After you’ve sent out your releases, give the media a day or two to read them, but don’t make the mistake of waiting for weeks, hoping for a call. You need to make follow-up calls after sending out your press release. Initially it’s often best to concentrate on your local media. The local press will usually be more open to your calls and pitches. Keep your follow-up calls brief (three to four minutes maximum) and be polite. Be upbeat and enthusiastic. Don’t spend your time explaining why yours is the best store or product in town, or why they will be missing the story of the century if they don’t use your idea – everyone tells them that. Never beg or berate the media. You’re calling to introduce yourself, make sure they have the information, and ask if they have any questions or need any other information. Don’t be pushy, but be assertive. Don’t sound intimidated. Be upbeat and polite. Listen to the editor’s or producer’s feedback. If the person on the other line can’t talk, acts hurried, or says no, remember that chances are you caught him or her right in the middle of a story deadline. Don’t push it. Politely ask when would be a good time to call back, say thank you and hang up. Then, make sure you call back.
If the person on the other line starts a dialogue or asks you questions, be open, keep the conversation going, but don’t try to do a sales job. You are not there to sell anything, but to be a resource. If you’re told there’s no interest in your story, don’t try to bulldoze him or her. An effective public relations campaign is about telling good stories. Find out if there are any stories they are currently working on that you could help out with. Find out what kind of stories that particular editor or segment producer usually works on.

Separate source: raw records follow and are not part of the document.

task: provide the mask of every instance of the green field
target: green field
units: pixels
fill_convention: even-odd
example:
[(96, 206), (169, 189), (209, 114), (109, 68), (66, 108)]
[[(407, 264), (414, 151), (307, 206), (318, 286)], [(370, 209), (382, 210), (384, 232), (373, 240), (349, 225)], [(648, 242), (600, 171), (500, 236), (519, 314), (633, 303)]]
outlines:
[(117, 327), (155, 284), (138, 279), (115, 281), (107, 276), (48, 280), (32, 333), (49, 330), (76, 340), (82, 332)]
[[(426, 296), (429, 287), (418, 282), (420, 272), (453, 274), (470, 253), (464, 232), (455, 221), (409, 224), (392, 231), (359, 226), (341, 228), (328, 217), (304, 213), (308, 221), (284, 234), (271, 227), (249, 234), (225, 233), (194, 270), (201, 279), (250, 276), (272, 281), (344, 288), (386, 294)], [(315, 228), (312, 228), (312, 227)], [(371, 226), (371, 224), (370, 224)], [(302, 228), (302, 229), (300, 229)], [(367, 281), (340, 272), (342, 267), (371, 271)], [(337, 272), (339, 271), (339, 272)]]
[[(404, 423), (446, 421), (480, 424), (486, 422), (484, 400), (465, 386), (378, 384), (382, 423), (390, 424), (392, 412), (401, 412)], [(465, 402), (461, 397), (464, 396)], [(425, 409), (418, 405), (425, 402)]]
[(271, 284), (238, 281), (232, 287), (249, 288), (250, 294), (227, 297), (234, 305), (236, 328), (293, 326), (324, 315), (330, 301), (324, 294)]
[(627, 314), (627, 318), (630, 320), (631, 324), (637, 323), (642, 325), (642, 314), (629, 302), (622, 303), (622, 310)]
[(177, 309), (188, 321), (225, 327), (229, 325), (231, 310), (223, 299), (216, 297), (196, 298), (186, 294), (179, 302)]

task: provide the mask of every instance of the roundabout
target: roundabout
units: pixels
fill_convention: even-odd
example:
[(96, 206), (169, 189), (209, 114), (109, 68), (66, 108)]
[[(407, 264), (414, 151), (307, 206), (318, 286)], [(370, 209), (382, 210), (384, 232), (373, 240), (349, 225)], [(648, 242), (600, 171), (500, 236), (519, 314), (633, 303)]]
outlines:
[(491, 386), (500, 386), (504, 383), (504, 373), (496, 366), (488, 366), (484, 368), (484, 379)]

Your initial follow-up call is to make sure that your information arrived and was seen by the right person, and to introduce yourself. Keep the call short, polite, and very much to the point. Be courteous and quickly get off the phone. Although it is almost impossible to be effective by simply sending out press releases, don’t call until you have given your release some time to do its job. But keep in mind; you are going to have to make follow-up calls. Without them media placement is often a real crapshoot. Nine times out of ten, you will call only to find out that no one saw your email or received your letter. If that is the case, during the conversation, give a quick thumbnail sketch of your release, ask if you can re-send it, and thank them for their time. Be polite and get off the phone quickly. And, don’t call back twenty minutes later to see if they are now free to talk. Be judicious in your calls. In time, you will cultivate a working relationship with some of the media and begin to develop your own, unique and effective follow-up etiquette.